San Francisco’s War Memorial Veterans Building, home to the Herbst Theatre, is seismically unsound and a historical landmark. The long ailing building is in store from some relief if the Board of Supervisors approves a plan introduced Tuesday by Board of Supervisors President David Chiu and Mayor Ed Lee to borrow $170 million to pay for building repairs. The money would come from the issuance of certificates of participation, a debt tool where city assets are put up to back the loan. It’s a kind of borrowing that has recently come under criticism by one supervisor.
On Tuesday Chiu with the support of Lee introduced legislation that would authorize the borrowing for the project. An overview of the project can be found here.

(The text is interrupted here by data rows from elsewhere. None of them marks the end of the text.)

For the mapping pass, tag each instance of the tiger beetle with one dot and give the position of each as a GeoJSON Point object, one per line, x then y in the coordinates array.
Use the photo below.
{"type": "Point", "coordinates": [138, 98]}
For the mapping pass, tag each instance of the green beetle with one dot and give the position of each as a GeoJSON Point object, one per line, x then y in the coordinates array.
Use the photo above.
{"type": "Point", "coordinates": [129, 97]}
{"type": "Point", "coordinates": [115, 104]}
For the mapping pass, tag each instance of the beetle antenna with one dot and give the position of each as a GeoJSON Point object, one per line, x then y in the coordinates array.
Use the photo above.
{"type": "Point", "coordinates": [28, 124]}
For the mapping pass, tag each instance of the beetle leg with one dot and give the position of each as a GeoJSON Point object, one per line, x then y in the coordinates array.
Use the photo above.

“Unfortunately, the building has serious seismic deficiencies. It has been given a Seismic Hazard Rating of 3, meaning that it poses significant life hazards to occupants in a major earthquake,” Chiu said.
Among its historical significance, President Truman signed the United Nations Charter on the Herbst Theater Stage, and several years later the Japanese Peace Treaty was drafted in the building.
“We need to act now to preserve and protect the War Memorial Veterans Building, which has played a role in local, state and world history. Furthermore, those that work and visit the building, including many veterans’ groups, are entitled to a safe environment.”
That is one of two large borrowing proposals The City is counting on. Unlike bonds, COPs do not require voter approval. But voters are being asked to approve a $248 million road repair bond this November to help pay for street repairs.